Directed by Jeremy B. Cohen, the American premiere of Kwei-Armah's work will play the Pearlstone Theater through March 7. Brooks is joined onstage by Pascale Armand and Gretchen Hall. Let There Be Love, according to press notes, is described as such: "Alfred is sure that his country is getting taken from him. The embittered old West Indian, himself an immigrant to Britain, watches jealously while new waves of migration wash ashore. Whether fighting with his proudly feminist daughter, raging against the inexorable tide of social change, or combating his own failing health, his life is one long battle. Until, that is, a young Polish woman arrives at his London flat, and old beliefs and fresh resentments all get challenged."

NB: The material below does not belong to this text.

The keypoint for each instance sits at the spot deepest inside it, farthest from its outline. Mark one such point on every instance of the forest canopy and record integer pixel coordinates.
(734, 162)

In addition to his television work, Avery Brooks was seen on Broadway in Paul Robeson, as King Lear at Yale Rep, and as Othello at the Shakespeare Theatre Company in Washington, DC, where he also played the title role in Christopher Marlowe's Tamburlaine. An Oberlin graduate, Brooks has returned to campus several times: as the college's first Artist-in-Residence, as a teacher of the Black Arts Workshop, and in performances of Paul Robeson. In 1996, Brooks was awarded an honorary doctorate.

Kwame Kwei-Armah is also the playwright of Elmina's Kitchen, Walter's War and Seize the Day.